The former independent bundle Fonts
is now integrated into PDFtalk
. The packages are all renamed with the PDFtalk
prefix and the order and contents have been revised and changed.
The demos are now in class PDF
in its own package [PDFtalk Demonstrations]
in the {PDFtalk Testing}
bundle. Do
PDF runAllDemos
to see if they are running. You may need to edit the file path to the PDF specification and to your demo directory.
Referencing PDF classes
Smalltalk classes representing a PDF type should not be referenced directly anymore. Instead an expression like
PDF classAt: <PDF type symbol>
should be used.
Example
(PDF classAt: #Contents) "returns class PDFtype.Contents"
Often used classes can be accessed through a shortcut method:
PDF String. "returns class PDFtalk.PDFString" PDF Array. "returns class PDFtalk.PDFArray" PDF Dictionary. "returns class PDFtalk.PDFDictionary" PDF Stream. "returns class PDFtalk.PDFStream" PDF Page. "returns class PDFtalk.Page"
There are 2 reasons for this
- PDF type and Smalltalk class names may not be the same anymore
- The Smalltalk class name may differ in different ports of the library.
New shared Smalltalk.PDF
The shared variable PDF
was added to the Smalltalk namespace. The variable holds the class PDFtalk.PDF
which serves as general entry point for the library.
Unless you extend the library, there should be no need to add the PDFtalk namespace to the imports of your project. Instead most functionality should be accessed through PDF
in the Smalltalk namespace.
Aligned types
The new typing system allowed to remove the PDF classes Null
and Boolean
. Instead, they are now implemented by the system classes UndefinedObject
and Boolean
.
Boxing (with asPDF
) and unboxing (with asSmalltalkValue
) is not necessary anymore for nil
, true
and false
. Instead, the Smalltalk objects are used directly.
The work is not finished yet. Number
and maybe String
and Date
could be aligned as well.
Typing redesign
The major change is the redesign of the PDF typing system. Initially, I represented the types of PDF objects by Smalltalk classes with the same name. This turned out to be not sufficient.
Firstly, PDF types form a different hierarchy than the Smalltalk classes implementing them. Both hierarchies cannot be represented in a single inheritance class hierarchy at the same time.
Secondly, the PDF type names are tied to class names. A class cannot be renamed without changing the PDF types. This has been a problem for porting the libary to other Smalltalk dialects.
Therefore, PDF types are now modeled independently.
Notes
Specialization only on assignment
When PDF objects were created, all classes were searched for possible specializations: for example, a Dictionary with a #Type entry was automatically converted to its corresponding class.

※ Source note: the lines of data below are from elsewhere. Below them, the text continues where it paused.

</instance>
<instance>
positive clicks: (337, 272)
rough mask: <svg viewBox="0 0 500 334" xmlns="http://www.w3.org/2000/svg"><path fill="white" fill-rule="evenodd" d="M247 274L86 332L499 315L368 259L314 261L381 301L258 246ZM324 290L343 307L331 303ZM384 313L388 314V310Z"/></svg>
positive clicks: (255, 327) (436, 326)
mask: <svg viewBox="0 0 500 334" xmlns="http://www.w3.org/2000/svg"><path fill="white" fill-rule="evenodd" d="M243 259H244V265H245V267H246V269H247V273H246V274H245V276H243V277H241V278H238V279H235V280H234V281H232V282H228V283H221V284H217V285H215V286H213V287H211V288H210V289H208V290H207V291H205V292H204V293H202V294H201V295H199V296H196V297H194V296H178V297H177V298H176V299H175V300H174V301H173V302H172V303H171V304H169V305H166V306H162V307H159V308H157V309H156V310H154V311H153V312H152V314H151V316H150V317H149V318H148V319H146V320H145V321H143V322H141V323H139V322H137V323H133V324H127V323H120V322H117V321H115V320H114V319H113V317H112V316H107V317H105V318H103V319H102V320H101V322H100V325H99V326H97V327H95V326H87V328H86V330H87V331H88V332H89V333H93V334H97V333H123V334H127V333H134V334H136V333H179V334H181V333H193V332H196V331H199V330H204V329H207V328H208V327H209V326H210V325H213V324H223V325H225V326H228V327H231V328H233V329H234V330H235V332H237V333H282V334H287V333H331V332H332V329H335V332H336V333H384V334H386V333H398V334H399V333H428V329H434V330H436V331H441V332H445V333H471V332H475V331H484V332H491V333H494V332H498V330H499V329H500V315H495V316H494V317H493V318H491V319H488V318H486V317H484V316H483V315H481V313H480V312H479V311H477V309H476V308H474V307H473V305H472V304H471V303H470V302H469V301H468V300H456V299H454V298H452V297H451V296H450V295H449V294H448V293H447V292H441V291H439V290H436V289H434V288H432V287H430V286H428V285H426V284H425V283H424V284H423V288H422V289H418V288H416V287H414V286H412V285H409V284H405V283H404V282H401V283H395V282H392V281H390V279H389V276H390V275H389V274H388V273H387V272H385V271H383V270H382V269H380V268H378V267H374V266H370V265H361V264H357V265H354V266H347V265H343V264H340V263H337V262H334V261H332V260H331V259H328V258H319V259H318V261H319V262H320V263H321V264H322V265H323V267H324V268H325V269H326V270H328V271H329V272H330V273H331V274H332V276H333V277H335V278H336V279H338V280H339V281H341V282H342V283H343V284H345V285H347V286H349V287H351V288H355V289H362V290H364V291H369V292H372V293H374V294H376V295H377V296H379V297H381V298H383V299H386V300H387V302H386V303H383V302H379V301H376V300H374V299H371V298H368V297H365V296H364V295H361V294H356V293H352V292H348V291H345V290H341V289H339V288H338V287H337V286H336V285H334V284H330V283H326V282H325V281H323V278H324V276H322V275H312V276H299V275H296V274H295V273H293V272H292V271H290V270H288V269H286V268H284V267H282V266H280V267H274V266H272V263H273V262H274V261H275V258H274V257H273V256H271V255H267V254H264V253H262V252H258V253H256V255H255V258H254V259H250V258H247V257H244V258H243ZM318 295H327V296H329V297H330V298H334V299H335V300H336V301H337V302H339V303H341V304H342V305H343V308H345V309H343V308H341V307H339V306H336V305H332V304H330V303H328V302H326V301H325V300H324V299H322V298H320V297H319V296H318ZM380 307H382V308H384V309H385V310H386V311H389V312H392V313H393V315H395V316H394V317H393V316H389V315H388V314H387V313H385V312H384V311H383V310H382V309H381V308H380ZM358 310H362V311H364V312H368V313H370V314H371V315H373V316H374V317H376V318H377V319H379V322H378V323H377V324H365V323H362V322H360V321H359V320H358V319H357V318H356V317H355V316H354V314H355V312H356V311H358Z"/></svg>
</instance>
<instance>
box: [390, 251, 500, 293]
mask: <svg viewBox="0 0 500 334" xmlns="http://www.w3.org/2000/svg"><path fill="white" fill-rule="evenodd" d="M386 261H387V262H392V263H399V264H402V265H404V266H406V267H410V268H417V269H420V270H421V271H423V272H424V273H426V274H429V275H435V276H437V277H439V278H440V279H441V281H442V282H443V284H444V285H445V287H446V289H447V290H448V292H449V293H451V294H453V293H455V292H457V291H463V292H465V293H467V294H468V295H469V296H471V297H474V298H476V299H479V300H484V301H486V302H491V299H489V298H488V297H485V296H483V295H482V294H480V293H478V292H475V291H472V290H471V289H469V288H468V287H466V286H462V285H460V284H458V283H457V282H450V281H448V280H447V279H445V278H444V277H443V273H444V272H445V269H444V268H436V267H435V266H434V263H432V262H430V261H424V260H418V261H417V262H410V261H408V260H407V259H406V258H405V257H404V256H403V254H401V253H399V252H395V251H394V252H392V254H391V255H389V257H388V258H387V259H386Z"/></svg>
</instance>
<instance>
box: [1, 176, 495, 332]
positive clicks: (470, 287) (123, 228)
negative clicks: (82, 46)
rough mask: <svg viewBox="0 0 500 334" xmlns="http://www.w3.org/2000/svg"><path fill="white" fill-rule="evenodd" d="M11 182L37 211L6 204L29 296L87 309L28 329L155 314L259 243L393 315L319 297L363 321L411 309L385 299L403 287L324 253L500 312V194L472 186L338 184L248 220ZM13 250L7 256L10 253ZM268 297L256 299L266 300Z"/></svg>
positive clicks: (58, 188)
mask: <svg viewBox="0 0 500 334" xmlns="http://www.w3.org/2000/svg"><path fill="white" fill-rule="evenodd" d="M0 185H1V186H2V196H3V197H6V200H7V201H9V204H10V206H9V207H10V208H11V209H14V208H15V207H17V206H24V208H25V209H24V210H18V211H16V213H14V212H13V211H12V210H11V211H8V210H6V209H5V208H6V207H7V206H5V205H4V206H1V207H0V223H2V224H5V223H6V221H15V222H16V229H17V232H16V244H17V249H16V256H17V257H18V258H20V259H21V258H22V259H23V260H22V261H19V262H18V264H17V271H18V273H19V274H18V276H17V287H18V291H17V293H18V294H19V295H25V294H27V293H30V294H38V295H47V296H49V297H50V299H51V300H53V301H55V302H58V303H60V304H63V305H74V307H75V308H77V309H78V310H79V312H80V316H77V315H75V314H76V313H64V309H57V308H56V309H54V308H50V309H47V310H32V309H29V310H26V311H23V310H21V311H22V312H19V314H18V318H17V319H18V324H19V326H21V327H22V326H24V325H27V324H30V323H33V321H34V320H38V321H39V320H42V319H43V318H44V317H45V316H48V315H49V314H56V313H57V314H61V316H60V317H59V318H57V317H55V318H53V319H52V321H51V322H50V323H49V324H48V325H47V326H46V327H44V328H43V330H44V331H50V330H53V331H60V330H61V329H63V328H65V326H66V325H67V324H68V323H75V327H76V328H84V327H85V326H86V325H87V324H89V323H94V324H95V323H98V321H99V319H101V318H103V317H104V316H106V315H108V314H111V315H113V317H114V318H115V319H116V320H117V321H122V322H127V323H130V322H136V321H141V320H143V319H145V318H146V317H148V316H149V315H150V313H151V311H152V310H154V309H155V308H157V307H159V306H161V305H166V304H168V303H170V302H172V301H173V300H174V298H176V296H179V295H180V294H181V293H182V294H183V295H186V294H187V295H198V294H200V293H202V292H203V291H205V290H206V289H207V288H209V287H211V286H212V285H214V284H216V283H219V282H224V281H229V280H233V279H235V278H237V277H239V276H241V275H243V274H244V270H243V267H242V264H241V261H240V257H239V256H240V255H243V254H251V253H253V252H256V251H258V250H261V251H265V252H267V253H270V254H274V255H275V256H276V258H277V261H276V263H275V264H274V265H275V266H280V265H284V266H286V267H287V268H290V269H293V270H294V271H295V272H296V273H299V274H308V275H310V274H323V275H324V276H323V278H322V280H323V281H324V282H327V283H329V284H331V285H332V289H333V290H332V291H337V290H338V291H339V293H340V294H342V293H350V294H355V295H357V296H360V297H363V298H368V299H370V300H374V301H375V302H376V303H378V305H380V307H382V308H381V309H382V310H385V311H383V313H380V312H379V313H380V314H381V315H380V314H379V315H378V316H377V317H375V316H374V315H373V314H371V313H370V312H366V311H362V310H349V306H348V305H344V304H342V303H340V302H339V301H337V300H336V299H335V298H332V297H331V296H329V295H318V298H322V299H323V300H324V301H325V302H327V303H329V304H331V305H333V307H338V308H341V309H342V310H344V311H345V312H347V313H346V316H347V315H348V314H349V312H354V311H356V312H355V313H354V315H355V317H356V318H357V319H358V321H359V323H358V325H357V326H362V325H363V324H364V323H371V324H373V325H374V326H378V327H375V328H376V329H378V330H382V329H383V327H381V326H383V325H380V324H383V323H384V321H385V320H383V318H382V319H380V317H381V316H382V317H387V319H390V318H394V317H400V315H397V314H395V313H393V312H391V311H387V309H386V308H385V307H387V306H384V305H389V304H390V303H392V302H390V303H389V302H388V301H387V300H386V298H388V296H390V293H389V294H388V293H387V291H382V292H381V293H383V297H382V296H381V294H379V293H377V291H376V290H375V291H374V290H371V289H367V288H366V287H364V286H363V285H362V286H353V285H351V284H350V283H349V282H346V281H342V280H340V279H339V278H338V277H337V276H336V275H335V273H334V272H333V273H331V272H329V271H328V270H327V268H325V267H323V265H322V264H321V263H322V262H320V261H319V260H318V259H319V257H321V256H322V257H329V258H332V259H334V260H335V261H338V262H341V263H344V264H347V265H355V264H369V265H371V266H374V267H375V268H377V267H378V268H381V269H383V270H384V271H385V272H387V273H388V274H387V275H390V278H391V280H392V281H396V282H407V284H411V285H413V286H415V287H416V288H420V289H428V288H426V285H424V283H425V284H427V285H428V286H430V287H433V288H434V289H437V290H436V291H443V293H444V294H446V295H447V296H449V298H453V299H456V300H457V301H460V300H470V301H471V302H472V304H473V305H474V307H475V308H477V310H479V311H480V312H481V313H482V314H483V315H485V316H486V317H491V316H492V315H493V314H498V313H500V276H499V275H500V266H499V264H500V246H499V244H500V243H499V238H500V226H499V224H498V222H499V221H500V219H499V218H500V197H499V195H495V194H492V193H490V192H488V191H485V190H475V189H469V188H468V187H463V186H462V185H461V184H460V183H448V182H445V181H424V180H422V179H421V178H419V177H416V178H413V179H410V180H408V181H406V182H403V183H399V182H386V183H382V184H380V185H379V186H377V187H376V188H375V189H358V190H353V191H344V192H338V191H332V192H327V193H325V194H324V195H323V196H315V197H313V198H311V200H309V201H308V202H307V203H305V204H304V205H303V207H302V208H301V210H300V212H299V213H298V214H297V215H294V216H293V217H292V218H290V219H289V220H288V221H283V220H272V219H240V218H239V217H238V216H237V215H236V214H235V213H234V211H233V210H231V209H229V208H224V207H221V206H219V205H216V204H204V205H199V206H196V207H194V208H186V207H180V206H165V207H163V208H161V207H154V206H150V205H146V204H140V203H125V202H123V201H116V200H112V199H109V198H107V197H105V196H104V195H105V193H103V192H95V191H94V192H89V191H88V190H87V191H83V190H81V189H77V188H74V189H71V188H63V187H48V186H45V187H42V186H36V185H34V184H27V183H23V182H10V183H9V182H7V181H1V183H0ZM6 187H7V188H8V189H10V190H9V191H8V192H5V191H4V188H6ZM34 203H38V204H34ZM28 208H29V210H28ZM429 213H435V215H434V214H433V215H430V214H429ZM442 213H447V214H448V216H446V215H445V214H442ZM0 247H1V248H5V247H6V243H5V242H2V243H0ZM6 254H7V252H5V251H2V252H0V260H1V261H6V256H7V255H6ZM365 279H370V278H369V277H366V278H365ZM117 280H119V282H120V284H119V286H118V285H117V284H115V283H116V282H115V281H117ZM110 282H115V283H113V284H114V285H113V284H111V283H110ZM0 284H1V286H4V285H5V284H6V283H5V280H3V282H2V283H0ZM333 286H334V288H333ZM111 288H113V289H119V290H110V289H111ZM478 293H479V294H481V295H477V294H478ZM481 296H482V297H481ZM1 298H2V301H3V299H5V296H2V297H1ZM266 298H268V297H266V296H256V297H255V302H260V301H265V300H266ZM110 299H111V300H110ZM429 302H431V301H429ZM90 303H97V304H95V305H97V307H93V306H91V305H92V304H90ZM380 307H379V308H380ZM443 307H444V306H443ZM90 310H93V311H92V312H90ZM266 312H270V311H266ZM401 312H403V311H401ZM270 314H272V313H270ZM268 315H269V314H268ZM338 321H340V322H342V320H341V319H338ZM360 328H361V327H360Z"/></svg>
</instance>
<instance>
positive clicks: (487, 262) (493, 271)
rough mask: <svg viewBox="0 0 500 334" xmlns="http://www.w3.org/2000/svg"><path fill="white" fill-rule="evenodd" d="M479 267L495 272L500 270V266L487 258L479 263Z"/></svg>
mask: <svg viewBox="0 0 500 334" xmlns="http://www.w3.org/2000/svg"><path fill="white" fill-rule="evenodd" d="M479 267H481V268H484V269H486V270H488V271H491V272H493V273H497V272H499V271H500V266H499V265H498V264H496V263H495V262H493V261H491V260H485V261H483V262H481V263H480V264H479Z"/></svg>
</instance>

In the new version, objects are only typed and specialized when they are assigned to an attribute of a Dictionary or Array.
System classes as PDF classes
The first version had wrappers for all basic types of PDF, such as null, booleans, numbers etc.. This is similar to boxing of primitive types in other programming languages.
The motivation was to accurately implement any semantic differences to the corresponding Smalltalk objects in a proper place. This lead to the wide spread use of #asPDF and #asSmalltalkValue for boxing and unboxing.
Now I know that the differences are minor and that they could be properly implemented in the system classes. Therefore, I aligned some system classes with the PDF classes by declaring the system classes as PDF type and removing the PDF class: Null and Boolean. Next to go is Number; later maybe String and Date and…
This should lead to simpler code and more space and time efficient processing.
On the other hand, there are now a lot more root PDF classes. Therefore, I moved some of the general PDF behavior to Object.